Here at the nextSource blog, we’ve been covering the regulatory issues surrounding gig economy companies like Uber and similar app-based business models.  Past coverage focused mostly on the ongoing legal debate over whether drivers, delivery persons and other app-based workforce elements were best classified as 1099 contractors (what the platform providers claim to be the case) or W2, wage earning employees (the position held by labor activists).  For the most part, it seems fairly settled by the courts that this relatively new worker type should be classified as an Independent Contractor.  However, even if app-based workers are considered contractors in the eyes of the law (and the IRS), there are still important workers’ rights issues being fiercely debated.

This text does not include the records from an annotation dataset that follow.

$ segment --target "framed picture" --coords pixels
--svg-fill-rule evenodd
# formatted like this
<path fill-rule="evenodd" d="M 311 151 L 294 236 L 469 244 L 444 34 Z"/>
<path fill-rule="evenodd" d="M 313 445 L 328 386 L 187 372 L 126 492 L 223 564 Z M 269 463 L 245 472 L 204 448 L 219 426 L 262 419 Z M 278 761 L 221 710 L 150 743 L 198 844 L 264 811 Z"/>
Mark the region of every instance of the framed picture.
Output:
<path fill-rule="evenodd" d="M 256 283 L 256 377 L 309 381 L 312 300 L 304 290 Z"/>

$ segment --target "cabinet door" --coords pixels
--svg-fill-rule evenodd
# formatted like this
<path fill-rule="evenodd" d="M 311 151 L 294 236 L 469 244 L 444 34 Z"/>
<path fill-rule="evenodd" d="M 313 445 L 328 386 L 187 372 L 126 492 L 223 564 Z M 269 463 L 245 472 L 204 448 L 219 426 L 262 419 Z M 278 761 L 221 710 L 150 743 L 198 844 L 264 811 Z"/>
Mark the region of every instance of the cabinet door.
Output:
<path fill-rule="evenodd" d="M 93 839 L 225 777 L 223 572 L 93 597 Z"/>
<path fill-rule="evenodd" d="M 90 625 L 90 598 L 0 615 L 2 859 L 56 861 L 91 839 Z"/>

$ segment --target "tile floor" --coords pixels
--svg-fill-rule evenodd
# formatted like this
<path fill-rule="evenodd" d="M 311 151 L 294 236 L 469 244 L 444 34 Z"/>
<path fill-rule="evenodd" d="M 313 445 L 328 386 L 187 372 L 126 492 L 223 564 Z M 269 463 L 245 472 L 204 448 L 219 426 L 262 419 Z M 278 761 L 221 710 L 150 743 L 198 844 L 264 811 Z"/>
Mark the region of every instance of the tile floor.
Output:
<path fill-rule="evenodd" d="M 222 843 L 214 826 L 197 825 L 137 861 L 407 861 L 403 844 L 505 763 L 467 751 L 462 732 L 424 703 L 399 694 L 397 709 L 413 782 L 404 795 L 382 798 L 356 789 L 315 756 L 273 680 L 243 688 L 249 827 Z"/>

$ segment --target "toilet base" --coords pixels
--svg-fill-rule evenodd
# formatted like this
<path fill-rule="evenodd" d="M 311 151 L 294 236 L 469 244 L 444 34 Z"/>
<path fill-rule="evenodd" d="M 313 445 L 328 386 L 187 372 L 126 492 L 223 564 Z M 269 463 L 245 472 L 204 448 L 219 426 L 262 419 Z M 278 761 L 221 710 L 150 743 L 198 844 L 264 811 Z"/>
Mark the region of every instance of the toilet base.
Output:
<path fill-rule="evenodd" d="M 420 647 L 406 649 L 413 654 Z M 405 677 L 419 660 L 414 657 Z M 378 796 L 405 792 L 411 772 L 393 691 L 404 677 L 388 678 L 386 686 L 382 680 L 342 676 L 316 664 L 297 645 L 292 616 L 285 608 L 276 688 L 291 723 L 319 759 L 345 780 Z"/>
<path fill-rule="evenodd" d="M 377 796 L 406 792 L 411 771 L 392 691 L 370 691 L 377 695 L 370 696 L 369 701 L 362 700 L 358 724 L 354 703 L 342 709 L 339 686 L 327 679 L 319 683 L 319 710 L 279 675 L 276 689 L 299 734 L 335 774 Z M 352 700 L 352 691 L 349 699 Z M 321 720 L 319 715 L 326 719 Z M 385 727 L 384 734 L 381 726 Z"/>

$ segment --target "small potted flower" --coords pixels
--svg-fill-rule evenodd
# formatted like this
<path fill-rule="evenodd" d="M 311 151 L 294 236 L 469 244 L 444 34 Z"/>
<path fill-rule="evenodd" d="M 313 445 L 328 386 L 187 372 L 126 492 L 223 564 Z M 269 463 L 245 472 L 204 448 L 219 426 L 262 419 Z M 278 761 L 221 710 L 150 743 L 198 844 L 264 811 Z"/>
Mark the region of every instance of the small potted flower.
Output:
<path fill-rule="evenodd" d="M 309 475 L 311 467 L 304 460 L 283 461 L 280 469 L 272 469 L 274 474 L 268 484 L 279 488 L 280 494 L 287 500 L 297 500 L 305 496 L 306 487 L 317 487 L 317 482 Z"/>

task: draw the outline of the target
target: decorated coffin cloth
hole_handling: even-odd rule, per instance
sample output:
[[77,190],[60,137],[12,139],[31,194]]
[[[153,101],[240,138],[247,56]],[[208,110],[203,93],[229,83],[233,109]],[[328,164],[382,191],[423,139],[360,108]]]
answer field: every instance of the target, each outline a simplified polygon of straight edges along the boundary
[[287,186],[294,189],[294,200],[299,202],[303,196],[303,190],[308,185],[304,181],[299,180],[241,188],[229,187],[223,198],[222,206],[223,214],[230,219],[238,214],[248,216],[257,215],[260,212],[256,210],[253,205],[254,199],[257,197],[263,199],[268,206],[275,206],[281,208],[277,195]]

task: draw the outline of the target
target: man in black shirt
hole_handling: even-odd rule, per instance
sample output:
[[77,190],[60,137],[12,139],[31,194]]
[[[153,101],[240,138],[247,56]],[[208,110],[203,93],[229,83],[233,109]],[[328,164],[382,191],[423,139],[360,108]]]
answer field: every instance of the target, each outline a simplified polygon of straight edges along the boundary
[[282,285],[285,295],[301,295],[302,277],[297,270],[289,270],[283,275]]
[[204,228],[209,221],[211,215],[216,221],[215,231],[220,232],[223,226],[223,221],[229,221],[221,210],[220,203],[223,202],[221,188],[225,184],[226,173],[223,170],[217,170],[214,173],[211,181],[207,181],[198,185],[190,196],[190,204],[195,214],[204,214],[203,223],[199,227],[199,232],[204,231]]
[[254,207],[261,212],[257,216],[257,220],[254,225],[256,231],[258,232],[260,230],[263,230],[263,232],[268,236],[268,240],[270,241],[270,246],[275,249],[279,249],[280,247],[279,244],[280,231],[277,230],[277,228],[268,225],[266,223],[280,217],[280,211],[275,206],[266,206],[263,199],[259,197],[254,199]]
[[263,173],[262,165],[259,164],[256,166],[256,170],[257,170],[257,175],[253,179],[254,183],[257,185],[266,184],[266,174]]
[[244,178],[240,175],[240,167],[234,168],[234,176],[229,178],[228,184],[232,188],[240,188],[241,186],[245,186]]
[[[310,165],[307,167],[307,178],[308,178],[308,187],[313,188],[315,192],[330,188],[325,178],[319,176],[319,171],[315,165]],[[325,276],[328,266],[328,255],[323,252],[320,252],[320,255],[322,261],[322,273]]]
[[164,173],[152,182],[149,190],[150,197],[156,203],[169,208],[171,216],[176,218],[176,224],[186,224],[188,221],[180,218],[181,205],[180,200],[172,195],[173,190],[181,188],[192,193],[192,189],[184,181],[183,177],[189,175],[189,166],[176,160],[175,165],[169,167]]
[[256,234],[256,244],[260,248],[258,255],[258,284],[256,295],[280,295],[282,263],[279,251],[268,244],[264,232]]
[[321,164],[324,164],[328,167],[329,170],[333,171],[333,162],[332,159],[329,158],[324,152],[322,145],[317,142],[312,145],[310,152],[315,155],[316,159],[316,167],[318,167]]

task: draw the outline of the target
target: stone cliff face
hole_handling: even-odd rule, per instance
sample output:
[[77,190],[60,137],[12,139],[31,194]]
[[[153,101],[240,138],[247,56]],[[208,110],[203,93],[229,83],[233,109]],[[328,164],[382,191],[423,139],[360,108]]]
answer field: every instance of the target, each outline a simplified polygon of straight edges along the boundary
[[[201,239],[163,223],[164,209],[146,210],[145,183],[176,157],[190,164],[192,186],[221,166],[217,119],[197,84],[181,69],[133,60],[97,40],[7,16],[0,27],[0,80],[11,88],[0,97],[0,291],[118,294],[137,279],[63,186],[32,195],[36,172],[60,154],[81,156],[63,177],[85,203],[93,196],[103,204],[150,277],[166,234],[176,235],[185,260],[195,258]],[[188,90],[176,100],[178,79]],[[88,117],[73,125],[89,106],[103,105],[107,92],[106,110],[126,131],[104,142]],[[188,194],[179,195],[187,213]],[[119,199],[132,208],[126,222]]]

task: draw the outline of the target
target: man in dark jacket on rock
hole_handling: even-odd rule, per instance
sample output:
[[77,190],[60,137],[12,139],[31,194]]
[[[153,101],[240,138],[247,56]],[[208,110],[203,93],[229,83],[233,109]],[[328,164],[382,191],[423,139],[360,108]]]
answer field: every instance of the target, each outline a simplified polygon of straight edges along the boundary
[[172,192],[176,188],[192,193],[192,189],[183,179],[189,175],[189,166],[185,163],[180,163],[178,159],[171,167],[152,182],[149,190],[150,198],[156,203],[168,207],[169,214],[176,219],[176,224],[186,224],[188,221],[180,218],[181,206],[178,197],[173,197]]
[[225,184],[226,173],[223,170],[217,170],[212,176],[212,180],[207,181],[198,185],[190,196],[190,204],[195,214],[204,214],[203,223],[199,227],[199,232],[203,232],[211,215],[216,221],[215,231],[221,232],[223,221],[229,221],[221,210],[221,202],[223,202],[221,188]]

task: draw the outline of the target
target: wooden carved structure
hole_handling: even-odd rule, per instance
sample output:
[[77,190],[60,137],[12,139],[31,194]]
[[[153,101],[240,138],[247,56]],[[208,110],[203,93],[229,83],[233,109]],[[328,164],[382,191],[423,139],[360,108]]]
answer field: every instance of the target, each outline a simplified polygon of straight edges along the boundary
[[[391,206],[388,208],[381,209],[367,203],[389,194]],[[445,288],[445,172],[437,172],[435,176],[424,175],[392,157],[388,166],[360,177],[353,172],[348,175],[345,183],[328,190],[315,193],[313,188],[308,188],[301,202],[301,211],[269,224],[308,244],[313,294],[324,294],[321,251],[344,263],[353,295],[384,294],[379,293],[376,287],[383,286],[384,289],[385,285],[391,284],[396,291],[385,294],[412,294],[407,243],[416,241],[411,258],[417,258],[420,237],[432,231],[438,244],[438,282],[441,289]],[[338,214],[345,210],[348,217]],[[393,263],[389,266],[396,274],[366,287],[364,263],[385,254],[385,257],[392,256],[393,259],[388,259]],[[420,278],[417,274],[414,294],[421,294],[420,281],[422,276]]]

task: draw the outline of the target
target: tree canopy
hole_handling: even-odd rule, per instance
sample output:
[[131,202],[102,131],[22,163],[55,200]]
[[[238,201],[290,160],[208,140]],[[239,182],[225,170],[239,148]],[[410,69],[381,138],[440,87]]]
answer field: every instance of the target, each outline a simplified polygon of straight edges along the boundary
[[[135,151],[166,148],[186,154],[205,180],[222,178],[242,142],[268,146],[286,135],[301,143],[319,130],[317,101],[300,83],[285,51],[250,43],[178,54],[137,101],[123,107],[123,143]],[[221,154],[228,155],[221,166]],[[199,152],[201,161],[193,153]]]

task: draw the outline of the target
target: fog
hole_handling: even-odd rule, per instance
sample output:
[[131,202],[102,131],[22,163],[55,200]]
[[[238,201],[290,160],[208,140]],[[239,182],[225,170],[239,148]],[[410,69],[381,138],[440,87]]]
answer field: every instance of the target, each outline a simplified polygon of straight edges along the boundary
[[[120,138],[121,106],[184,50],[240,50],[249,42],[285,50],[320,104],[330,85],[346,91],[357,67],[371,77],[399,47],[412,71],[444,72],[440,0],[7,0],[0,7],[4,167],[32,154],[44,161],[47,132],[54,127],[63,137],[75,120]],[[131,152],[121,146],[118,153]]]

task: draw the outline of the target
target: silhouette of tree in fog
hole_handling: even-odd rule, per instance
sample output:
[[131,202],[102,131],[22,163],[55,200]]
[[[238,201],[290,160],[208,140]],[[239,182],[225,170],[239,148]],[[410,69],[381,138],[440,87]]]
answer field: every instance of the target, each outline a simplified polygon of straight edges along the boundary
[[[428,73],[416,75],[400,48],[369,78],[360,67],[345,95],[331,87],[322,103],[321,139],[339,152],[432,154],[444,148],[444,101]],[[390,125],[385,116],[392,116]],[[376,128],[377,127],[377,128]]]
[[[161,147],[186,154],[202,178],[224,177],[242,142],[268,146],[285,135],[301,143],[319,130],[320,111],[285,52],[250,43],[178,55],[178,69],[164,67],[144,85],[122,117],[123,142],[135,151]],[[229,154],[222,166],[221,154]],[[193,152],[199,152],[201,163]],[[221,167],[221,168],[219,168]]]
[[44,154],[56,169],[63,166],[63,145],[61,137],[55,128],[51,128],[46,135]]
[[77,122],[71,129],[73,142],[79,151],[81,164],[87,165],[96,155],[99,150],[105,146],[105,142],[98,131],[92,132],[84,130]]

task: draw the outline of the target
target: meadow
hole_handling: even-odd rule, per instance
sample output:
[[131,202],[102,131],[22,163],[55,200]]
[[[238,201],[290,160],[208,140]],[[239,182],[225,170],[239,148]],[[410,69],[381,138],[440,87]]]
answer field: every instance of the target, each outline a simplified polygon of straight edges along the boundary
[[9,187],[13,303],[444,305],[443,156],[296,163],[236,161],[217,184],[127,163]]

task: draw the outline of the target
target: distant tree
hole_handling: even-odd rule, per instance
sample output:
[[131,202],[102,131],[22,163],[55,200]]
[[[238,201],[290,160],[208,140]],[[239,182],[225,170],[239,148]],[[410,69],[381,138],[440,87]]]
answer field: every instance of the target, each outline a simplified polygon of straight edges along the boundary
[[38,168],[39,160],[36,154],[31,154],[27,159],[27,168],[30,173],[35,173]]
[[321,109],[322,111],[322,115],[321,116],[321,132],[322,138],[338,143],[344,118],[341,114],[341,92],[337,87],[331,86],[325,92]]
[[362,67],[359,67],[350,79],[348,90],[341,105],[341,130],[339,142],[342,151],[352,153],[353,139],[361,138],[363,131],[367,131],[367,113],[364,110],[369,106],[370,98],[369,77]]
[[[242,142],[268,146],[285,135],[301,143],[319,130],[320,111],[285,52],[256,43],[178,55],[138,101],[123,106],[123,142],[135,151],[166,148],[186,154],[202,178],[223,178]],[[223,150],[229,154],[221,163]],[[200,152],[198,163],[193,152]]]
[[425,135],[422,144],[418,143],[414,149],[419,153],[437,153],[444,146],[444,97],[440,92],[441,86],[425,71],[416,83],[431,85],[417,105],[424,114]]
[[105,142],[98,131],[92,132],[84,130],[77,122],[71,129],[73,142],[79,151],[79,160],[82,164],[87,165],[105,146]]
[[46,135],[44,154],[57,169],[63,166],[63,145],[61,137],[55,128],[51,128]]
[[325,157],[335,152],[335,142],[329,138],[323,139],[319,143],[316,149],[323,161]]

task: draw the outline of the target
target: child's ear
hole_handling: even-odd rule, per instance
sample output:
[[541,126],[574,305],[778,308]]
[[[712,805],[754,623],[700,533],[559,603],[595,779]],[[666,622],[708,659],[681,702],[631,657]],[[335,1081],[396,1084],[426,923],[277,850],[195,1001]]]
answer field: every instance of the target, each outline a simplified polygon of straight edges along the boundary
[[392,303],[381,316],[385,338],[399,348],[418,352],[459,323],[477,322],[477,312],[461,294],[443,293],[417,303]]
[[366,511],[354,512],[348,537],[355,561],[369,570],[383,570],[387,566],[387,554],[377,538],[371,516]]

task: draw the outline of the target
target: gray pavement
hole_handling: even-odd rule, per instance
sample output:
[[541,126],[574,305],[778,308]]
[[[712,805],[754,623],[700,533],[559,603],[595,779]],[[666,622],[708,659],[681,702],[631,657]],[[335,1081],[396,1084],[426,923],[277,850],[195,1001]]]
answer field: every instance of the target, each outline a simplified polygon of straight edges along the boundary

Case in point, the City of New York recently passed a bunch of legislation designed to protect the rights of workers at app-based companies like Uber Eats, GrubHub, DoorDash and others.   These services have been super important to denizens of the Big Apple during the time of pandemic when regular restaurants are either closed or operating at reduced capacity.  City leaders crafted the new regulations to ensure these workers are being protected, even if they are considered ICs for tax purposes.

City councilwoman Calina Rivera, a sponsor of the new legislation told Bloomberg News, “Delivery workers have worked tirelessly throughout this pandemic risking their lives, their livelihoods.” More than 65,000 food-delivery drivers are working in the five boroughs that make up New York City and were considered essential workers during the earliest days of the pandemic lockdown.  Yet, as Independent Contractors, these workers are not eligible for minimum wage protection, overtime or other benefits afforded to their W2 counterparts. 

All this, according to the New York City Council is why this special class of workers deserve some additional protection from exploitation.  The newly enacted measures focus on simple workplace basics such as access to restrooms.  The new regs require restaurants operating in New York City to provide access to restrooms to all couriers/delivery persons.

Other facets of the new law focus on financial protections for drivers and couriers.  For example, platform services like GrubHub, DoorDash and others are now required to pay their delivery people once per week and must offer payment options for workers who do not have access to banking services or who do not have a bank account.  Since tips are part of the compensation for delivery drivers (like their waiter/waitress counterparts), the new rules set minimum per-trip payments and guarantee the drivers receive the full tip awarded by the customer.  Additionally, the application platform companies are now forbidden from charging fees in order to deliver couriers’ earnings. 

Although this set of rules only applies to the City of New York, it highlights the newness of this business model and worker type, and the degree to which laws, rules and regulations may differ widely across different cities and states.  It is precisely for reasons like this that nextSource is a valuable partner and resource for companies of all kinds to ensure they remain in compliance with all applicable labor laws and regulations.